We are continuing to invest in them to grow our market share and household penetration. Going forward, should the current inflationary environment hold, we believe further pricing combined with in-flight and future efficiency initiatives will mitigate those headwinds. Furthermore, it's important to bear in mind that inflation comes and goes, and while it might prove to be a headwind in the short term, over the long term, we're confident in the transformational strategies we have in place and our ability to meet or exceed our long-term targets. Newer products from our innovation function are helping to drive our performance. Dave's Killer Bread has been growing rapidly in breakfast and buns, and we've rolled out the popular Powerseed Thin-Sliced bread nationwide.

Canyon Bakehouse continues to gain market share, which is now almost 32% of the gluten-free category, helped by strong growth from new products, including multigrain bread, sub rolls, and Hawaiian bread. Nature's Own is growing with its Perfectly Crafted sub-brand, whose sales are now almost $150 million at retail. We're using those leading brands to increase our sales in under-penetrated markets like the Northeast. We hope you've seen our new ad campaigns for Dave's Killer Bread Amplified, and Nature's Own Perfectly Crafted Your Fancy Now. Those ads, along with other initiatives, are driving sales in the region. In the Northeast, we gained 110 basis points of share in the third quarter and 240 basis points over the last three years.

Our recent conversion of the Lynchburg bakery has provided the capacity necessary to meet that new demand. Now I'd like to go into a little bit more detail on the demand environment. As evidenced by our increased 2021 guidance, pandemic-related reversion has been less material than expected. In fact, the third quarter represented the first time our Branded Retail sales increased this year compared to elevated 2020 sales. We have seen some recovery in our non-retail business. Third quarter sales were down 7% compared to pre-pandemic levels versus the 15% decline we saw in the third quarter of 2020. Our store branded business has continued its multi-year decline, with the pandemic perhaps exacerbating that trend. It's difficult to predict how much reversion to expect going forward. It seems reasonable to assume some movement toward prior demand patterns as the economy reopens.

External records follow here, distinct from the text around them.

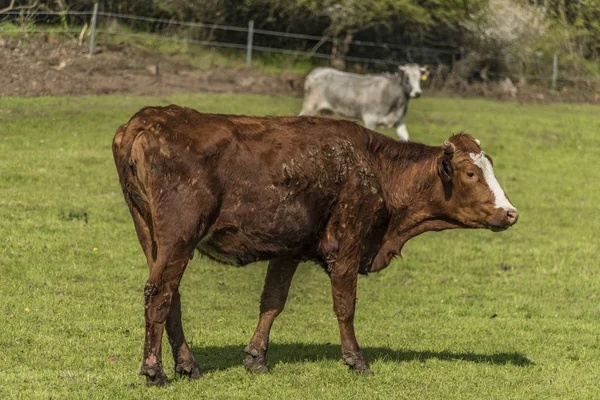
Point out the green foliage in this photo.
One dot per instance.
(72, 292)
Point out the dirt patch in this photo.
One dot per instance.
(41, 66)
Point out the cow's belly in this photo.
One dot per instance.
(258, 231)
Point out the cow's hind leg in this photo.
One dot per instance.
(185, 363)
(275, 292)
(167, 260)
(343, 287)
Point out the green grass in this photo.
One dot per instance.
(69, 255)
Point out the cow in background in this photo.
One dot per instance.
(376, 99)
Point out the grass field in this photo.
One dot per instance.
(72, 272)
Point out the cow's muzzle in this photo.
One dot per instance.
(503, 220)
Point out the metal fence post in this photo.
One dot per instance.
(94, 17)
(249, 46)
(554, 71)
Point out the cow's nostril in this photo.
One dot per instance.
(512, 216)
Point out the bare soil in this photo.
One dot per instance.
(41, 66)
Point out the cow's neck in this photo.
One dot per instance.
(412, 190)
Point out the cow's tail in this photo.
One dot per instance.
(129, 145)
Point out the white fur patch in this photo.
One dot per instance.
(402, 132)
(488, 174)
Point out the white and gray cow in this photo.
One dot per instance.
(376, 99)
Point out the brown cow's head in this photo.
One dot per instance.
(473, 196)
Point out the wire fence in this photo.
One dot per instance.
(306, 46)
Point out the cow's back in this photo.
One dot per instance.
(272, 180)
(352, 95)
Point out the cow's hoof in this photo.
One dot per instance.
(255, 366)
(155, 378)
(357, 363)
(364, 371)
(189, 370)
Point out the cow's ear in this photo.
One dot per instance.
(445, 168)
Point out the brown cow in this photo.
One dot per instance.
(286, 189)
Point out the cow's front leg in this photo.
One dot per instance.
(343, 287)
(277, 285)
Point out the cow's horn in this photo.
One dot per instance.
(448, 148)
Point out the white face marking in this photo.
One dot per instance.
(413, 72)
(488, 174)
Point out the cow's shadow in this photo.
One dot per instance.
(223, 357)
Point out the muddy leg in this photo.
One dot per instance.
(343, 287)
(159, 293)
(185, 363)
(277, 285)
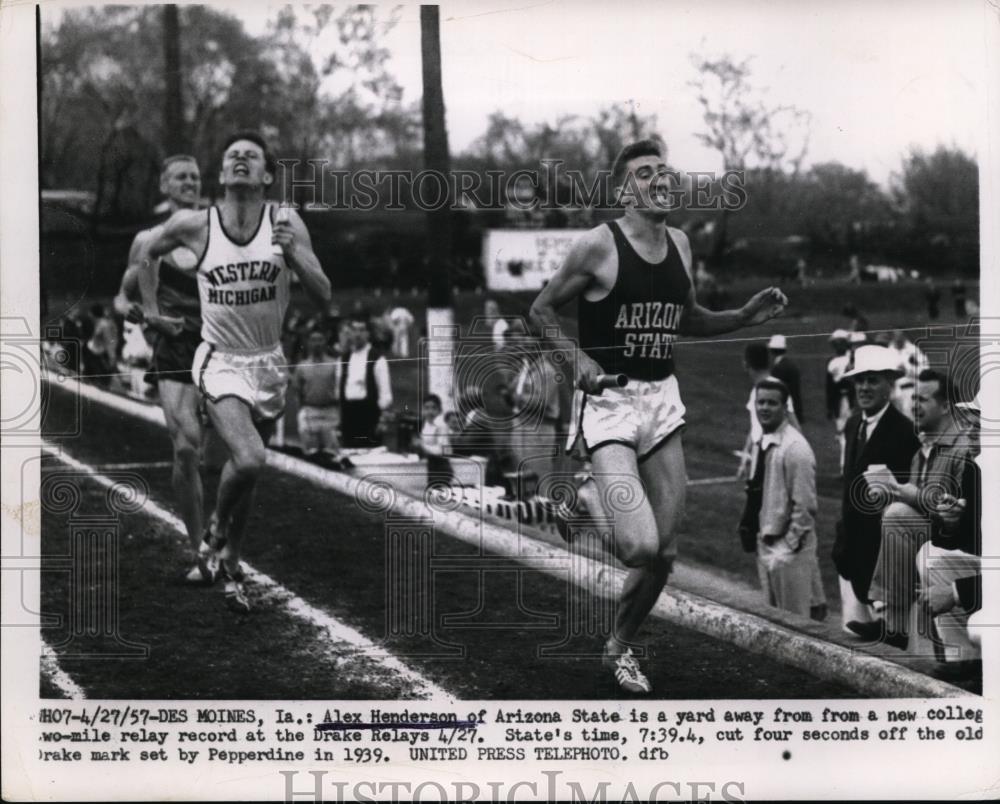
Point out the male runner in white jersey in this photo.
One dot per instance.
(247, 253)
(632, 281)
(178, 326)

We believe certain factors, such as more flexible work from home policies, lower rates of travel, and consumers' demonstrated preference for differentiated branded products point to a sustainable benefit from eat-at-home demand. In the meantime, we're focused on what we can control. No matter the demand environment, our initiatives are designed to continue growing our top brands. In closing, I'm extremely proud of our year-to-date performance, and I'm quite optimistic about the initiatives we have in place to ensure our future success. Our best-in-class team, combined with our top brands, sound strategies for continuing to drive branded growth, investments in digital and other capabilities to enable our future success, and a pristine balance sheet that will allow us to take advantage of smart M&A opportunities, position us better than ever to deliver results in line with our long-term financial targets. Thank you very much for your time.

This concludes our prepared remarks. Take care.